After the storm, the Meadow Club, the center of Southampton’s summer colony social and sporting life since 1887, was submerged under four feet of water bearing the wreckage of “White Caps.” The club was founded just 15 years after lawn tennis was introduced in America and just as Southampton was gaining recognition as a fashionable summer resort. The club took particular pride in its world-class grass courts and after the hurricane, sample blades of the ruined grass were sent to Washington for analysis. Eventually the proper type of grass was identified and replaced.

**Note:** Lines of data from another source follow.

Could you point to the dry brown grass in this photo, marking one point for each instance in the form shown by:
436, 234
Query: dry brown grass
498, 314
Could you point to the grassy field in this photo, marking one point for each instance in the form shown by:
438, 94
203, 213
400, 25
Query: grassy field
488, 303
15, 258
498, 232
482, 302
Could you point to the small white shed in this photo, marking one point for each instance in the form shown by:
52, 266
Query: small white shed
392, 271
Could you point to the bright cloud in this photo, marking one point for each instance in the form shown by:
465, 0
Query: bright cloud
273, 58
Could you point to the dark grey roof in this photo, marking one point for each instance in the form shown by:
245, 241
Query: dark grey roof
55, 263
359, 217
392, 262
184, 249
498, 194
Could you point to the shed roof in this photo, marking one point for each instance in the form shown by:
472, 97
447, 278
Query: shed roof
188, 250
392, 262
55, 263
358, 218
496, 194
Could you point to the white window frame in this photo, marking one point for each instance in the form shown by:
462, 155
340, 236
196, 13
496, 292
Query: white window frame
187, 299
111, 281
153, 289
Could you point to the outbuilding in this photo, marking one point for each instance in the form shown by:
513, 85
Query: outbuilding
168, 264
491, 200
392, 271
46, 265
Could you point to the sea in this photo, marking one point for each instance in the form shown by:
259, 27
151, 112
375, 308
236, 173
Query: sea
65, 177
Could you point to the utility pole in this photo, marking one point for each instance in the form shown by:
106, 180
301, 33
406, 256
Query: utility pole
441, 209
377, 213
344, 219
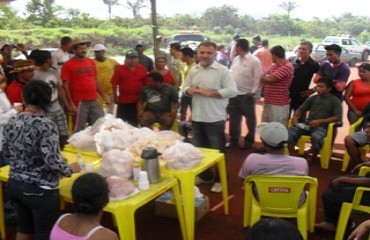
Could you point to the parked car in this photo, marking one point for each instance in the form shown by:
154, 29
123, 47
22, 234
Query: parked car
319, 54
350, 44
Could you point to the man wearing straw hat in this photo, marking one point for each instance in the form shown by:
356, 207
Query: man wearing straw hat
80, 83
24, 70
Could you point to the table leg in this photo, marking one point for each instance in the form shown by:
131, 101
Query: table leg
2, 217
187, 182
125, 219
180, 209
223, 178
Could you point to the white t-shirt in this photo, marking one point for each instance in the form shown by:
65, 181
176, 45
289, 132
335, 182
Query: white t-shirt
51, 77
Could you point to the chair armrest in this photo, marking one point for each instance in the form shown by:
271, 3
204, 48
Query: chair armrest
353, 126
358, 194
363, 171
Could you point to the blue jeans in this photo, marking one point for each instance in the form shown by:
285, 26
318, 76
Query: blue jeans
239, 106
317, 136
333, 199
209, 135
37, 209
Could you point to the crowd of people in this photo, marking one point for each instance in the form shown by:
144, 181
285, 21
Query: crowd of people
206, 89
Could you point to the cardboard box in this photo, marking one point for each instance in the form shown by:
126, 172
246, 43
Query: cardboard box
165, 206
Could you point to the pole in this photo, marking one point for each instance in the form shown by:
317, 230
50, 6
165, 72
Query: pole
154, 26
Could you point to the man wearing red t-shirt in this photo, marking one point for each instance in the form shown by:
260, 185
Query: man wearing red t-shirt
277, 81
129, 79
80, 83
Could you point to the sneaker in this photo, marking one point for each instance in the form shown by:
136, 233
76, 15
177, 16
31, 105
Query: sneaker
216, 188
199, 181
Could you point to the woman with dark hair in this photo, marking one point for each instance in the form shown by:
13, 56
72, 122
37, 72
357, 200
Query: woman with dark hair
358, 93
273, 229
168, 76
31, 143
90, 195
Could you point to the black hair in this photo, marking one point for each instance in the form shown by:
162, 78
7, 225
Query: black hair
278, 51
176, 45
37, 93
327, 81
307, 43
158, 58
186, 51
156, 76
41, 57
65, 40
90, 193
334, 47
33, 55
365, 66
243, 44
265, 42
273, 229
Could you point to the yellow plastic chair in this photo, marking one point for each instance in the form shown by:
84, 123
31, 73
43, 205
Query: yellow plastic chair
347, 208
326, 150
363, 149
278, 196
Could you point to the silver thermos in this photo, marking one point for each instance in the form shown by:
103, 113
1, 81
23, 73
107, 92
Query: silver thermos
151, 164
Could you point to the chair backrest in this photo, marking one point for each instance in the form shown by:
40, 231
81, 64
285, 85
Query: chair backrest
280, 194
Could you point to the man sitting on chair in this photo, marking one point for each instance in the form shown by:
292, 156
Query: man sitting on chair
323, 108
158, 103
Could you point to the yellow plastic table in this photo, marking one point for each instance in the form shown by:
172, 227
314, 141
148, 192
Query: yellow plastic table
4, 176
187, 182
124, 210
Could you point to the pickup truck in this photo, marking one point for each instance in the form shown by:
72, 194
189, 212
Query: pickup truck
350, 44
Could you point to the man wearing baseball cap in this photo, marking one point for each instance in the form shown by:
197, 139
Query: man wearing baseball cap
128, 81
79, 75
24, 73
144, 60
105, 67
274, 137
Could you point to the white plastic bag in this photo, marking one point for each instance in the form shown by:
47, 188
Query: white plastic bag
117, 163
83, 140
182, 156
160, 140
120, 188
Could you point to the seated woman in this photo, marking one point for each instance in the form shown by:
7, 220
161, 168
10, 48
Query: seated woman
90, 195
357, 94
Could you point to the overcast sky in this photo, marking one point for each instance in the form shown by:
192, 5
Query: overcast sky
257, 8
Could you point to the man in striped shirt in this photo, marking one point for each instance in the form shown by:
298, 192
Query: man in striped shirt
277, 82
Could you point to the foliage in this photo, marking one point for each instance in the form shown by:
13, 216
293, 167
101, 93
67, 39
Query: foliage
44, 24
110, 3
135, 6
288, 7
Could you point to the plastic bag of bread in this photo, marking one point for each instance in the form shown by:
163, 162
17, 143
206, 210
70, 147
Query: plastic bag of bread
160, 140
83, 140
182, 156
120, 188
117, 163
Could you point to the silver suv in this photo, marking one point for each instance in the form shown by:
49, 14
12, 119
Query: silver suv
350, 44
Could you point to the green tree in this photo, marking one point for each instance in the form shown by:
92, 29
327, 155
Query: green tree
219, 17
41, 11
135, 6
288, 6
8, 17
110, 3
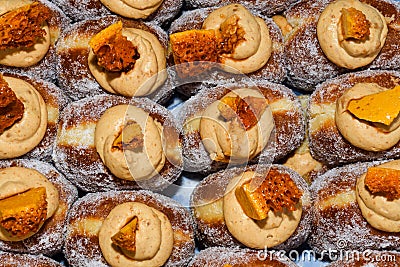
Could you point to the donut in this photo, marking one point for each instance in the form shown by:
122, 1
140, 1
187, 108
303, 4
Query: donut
83, 72
264, 60
90, 152
309, 63
97, 217
203, 147
370, 258
159, 12
33, 133
42, 228
223, 257
341, 200
34, 53
267, 8
15, 260
222, 218
336, 135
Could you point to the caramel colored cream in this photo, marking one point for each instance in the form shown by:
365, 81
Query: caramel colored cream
148, 73
360, 133
253, 52
15, 180
23, 57
228, 140
377, 210
137, 164
154, 236
27, 133
270, 232
349, 53
135, 9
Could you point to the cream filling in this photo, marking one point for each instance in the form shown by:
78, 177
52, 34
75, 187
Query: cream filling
349, 53
24, 57
251, 54
135, 9
148, 74
228, 140
27, 133
14, 180
154, 236
272, 231
358, 132
377, 210
139, 164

The Village Takes a Beating
The hurricane also exacted a terrible toll on East End villages. Striking without warning, it found village children in their schoolrooms, Wednesday matinees in progress at the movies, and shops up and down Main Street doing business as usual. By that afternoon a giant tree with a 10-ton trunk had crashed down on North Main Street, the biggest of the many toppled trees, inspiring this lament from one observer: “The scene in many of our streets as night descended, with practically all of our old monarchs lying prostrate and tangled, was one of utter desolation and almost beyond belief.”

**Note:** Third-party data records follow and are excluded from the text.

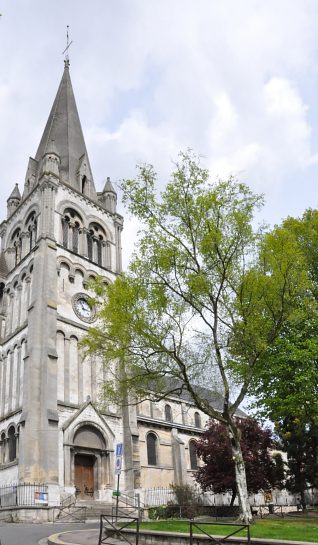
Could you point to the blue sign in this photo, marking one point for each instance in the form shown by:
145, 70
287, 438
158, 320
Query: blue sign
119, 449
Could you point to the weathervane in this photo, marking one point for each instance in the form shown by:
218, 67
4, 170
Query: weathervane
68, 44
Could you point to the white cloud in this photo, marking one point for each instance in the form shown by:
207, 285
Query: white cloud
233, 80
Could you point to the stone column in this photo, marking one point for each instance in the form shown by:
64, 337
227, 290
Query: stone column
19, 302
25, 244
18, 385
67, 369
83, 237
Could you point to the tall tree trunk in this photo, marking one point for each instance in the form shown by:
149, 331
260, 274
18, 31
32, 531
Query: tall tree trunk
240, 474
233, 497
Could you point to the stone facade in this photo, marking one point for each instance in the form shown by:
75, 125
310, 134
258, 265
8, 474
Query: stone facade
59, 234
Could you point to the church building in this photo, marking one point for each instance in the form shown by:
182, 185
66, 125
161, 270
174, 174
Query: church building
60, 232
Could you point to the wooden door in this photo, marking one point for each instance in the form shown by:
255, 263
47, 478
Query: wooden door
84, 476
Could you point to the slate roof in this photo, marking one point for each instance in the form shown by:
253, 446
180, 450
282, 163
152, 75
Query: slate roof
63, 130
3, 266
15, 194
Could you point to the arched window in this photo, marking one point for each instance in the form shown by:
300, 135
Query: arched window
90, 245
193, 455
95, 240
12, 444
71, 226
3, 448
197, 420
76, 228
168, 413
152, 449
2, 286
31, 225
65, 228
17, 245
84, 184
99, 251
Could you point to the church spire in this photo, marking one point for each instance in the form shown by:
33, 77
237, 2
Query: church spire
63, 127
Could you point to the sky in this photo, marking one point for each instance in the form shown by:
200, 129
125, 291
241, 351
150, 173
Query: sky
234, 80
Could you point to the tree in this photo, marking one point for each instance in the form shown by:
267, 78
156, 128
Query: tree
218, 471
204, 298
286, 385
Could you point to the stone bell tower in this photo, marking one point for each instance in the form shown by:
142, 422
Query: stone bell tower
58, 235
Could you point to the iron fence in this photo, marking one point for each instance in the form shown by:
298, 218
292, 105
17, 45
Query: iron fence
155, 497
23, 494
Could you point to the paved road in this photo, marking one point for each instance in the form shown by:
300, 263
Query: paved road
31, 534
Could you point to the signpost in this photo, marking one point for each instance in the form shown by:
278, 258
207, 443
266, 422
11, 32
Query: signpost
118, 461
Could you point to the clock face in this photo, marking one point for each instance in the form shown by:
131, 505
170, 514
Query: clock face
82, 308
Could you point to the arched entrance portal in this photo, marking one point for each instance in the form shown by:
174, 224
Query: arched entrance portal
89, 461
84, 475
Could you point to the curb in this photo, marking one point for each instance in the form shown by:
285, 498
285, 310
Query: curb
54, 539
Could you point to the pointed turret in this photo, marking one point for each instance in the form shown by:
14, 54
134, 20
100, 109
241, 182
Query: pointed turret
63, 127
13, 201
108, 197
51, 161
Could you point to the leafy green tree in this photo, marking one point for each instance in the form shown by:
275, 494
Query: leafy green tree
218, 472
286, 385
204, 298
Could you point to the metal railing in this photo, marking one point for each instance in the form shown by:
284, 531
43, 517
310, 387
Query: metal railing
128, 504
111, 531
219, 539
23, 494
68, 511
155, 497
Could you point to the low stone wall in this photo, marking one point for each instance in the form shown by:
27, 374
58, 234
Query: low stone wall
153, 537
26, 514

The Southampton Elementary School on Pine Street, brand new in 1938, was built of brick with a slate roof. The brick stood up to the violent winds but slabs of slate were lifted into the air and became dangerous projectiles. Students were issued football helmets and evacuated to the high school gymnasium. That building also had a slate roof and a high school student later recalled a slab of slate coming through the window of her classroom and slicing in half the chair her teacher had left only moments before.

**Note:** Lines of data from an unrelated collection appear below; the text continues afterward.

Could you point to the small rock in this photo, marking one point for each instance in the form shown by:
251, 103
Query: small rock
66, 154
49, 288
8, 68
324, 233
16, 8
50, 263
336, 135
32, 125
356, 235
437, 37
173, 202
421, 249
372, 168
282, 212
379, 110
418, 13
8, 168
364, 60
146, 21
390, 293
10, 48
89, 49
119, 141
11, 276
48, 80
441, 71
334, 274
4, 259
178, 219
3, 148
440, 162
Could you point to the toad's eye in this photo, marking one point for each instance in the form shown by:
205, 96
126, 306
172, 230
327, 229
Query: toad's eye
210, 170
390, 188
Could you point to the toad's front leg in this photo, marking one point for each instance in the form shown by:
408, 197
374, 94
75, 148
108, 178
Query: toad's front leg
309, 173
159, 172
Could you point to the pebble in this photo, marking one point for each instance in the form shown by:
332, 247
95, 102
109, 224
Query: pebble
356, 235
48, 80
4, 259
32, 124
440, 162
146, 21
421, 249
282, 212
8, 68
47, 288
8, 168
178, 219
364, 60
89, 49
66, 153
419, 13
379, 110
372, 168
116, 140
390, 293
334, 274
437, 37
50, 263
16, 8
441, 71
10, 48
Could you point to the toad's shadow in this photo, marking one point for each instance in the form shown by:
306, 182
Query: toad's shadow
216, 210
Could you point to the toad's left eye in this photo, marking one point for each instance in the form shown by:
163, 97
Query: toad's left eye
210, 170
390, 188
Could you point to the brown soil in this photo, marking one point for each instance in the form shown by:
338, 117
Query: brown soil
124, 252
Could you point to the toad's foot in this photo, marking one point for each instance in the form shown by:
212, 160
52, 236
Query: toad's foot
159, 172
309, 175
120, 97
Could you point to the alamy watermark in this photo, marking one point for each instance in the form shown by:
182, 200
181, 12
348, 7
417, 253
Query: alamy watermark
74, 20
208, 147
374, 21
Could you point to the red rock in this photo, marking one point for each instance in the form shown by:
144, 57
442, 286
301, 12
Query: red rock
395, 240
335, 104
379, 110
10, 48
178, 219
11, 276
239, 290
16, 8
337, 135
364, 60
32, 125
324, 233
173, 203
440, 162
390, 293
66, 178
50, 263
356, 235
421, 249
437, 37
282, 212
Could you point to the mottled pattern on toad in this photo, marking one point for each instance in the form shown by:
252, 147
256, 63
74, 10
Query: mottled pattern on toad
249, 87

In Southampton the next morning crews were out before dawn working to restore electric power, which had failed completely. Rubberneckers with cameras were not far behind, undaunted by trees leaning precariously over roadways, tangled wires underfoot and debris-filled streets. Everywhere was the sound of handsaws as the work of repairing and rebuilding began. A local newspaper reported that it was almost impossible to purchase an ax in all of Suffolk County on Thursday or Friday. Kerosene lamps, photographic film, pails, tools and candles were also in short supply.
The Next One
There is data to indicate that a category 3 hurricane like the catastrophic 1938 storm can be expected to hit Long Island every 68 years. That theoretical grace period ended in 2006, even as beachfront construction has only increased. Today, with weather satellites, radar and other forecasting improvements, any killer hurricane heading toward Southampton will be preceded by far more warning. There will be ample time to evacuate people.
But where will they go and how will they get there? And what if it’s even worse in some respects than the last one? The late Richard Hendrickson, the region’s local weather expert, once speculated that the unprecedented speed of the 1938 hurricane may actually have prevented the catastrophic flooding that would likely have occurred if the storm had lingered longer over Long Island. Had it been slower, he reckoned, it might well have flooded the South Fork and washed away half of both eastern forks, then gone on to flood the Long Island Sound and raise water levels all the way to the city.
One thing is certain: in the Hamptons, a far more populous place than in 1938, the potential for a devastating hurricane will always be present.